One of the biggest changes to CQL in 2021 was the addition of control flow analysis. Given an understanding of how execution can flow within a user's program, CQL can do things like infer when a nullable variable must contain a nonnull value and improve its type appropriately, or issue an error when a nonnull variable may be used before it has been initialized.
Improving Nullability​
As of mid-2021, and with increasing sophistication throughout the remainder of
the year, CQL has been able to infer that a variable of a nullable type must not
be NULL
within a portion of a user's program:
DECLARE PROC another_proc(t0 TEXT NOT NULL, t1 TEXT NOT NULL);
CREATE PROC some_proc(t0 TEXT, t1 TEXT)
BEGIN
IF t0 IS NULL RETURN;
-- `t0` must be nonnull here if we made it this far
IF t1 IS NOT NULL THEN
-- `t0` and `t1` are nonnull here
CALL another_proc(t0, t1);
ELSE
-- `t0` is nonnull here
CALL another_proc(t0, "default");
END IF;
END;
The ability of the CQL compiler to infer non-nullability greatly reduces the
need to use the functions ifnull_crash
and ifnull_throw
to coerce values to
a nonnull type—functions that, if they are ever used incorrectly, usually result
in programs misbehaving.
For a detailed description and many additional examples of what is possible—CQL can handle much more than what is shown above—see the user guide's section on nullability improvements.
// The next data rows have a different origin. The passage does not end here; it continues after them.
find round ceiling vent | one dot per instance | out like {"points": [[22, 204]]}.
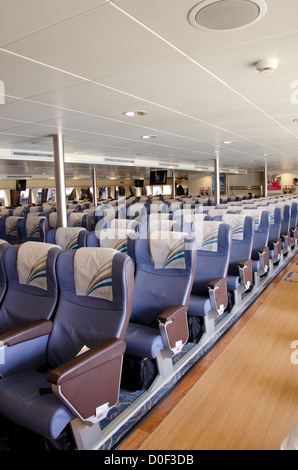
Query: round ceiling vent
{"points": [[226, 15]]}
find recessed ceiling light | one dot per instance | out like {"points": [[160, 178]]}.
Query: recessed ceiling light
{"points": [[148, 136], [134, 113], [226, 15]]}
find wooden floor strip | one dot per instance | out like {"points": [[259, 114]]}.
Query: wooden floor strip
{"points": [[243, 394]]}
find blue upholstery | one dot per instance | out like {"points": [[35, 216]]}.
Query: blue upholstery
{"points": [[285, 228], [78, 240], [155, 291], [3, 281], [12, 229], [210, 265], [35, 229], [80, 321], [23, 304], [274, 233], [241, 250], [261, 238]]}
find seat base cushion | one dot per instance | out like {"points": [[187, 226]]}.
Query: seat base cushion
{"points": [[143, 341], [22, 403], [199, 306]]}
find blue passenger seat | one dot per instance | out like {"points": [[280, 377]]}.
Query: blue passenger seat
{"points": [[73, 377], [164, 267]]}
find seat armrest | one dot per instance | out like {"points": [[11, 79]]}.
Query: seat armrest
{"points": [[173, 327], [89, 383], [264, 257], [245, 273], [287, 240], [218, 294], [277, 247], [26, 333]]}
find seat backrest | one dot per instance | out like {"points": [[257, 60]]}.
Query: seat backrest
{"points": [[275, 222], [95, 297], [261, 236], [68, 238], [14, 229], [294, 215], [115, 238], [32, 288], [242, 236], [35, 229], [286, 219], [164, 267], [79, 219], [213, 242], [3, 282]]}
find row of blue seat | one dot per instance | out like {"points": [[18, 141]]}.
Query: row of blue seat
{"points": [[166, 280]]}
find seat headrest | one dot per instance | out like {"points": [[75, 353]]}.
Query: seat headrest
{"points": [[93, 272], [237, 223], [160, 225], [32, 226], [167, 249], [31, 263], [67, 237], [115, 238], [206, 234], [53, 219], [11, 225], [255, 213], [75, 219]]}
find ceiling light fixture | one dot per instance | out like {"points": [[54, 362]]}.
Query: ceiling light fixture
{"points": [[148, 136], [226, 15], [267, 66], [134, 113]]}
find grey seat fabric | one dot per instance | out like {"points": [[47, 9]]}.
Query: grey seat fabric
{"points": [[24, 303], [96, 318]]}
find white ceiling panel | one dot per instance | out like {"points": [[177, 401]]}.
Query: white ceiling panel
{"points": [[19, 18], [23, 78], [96, 44], [75, 66]]}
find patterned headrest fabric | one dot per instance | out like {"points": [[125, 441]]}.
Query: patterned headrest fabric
{"points": [[160, 225], [31, 264], [167, 249], [93, 272], [18, 211], [237, 223], [122, 224], [32, 226], [53, 219], [11, 225], [75, 219], [67, 237], [206, 235], [255, 213], [115, 238]]}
Enforcing Initialization Before Use​
In CQL, it is possible to declare a variable of a nonnull type without giving it
a value. If the variable is of a non-reference type, it is assigned a default
value of 0
. If the variable is of a reference type (BLOB
, OBJECT
, or
TEXT
), however, it is simply set to NULL
despite the nonnull type as no
default value exists.
To help prevent accessing a reference variable of a nonnull type and getting
back NULL
, CQL recently began enforcing that such variables are initialized
before use. The following code, therefore, now results in an error:
DECLARE t TEXT NOT NULL;
CALL requires_text_notnull(t); -- error!
Using the same engine for control flow analysis that is behind nullability improvements, CQL can improve a variable to be initialized:
DECLARE t TEXT NOT NULL;
IF some_condition THEN
SET t := "some example text";
-- `t` is initialized here
ELSE
THROW;
END IF;
-- `t` must be initialized here if we made it this far
CALL requires_text_notnull(t); -- okay!
Thanks to CQL's ability to understand the control flow of users' programs, the above example works just fine.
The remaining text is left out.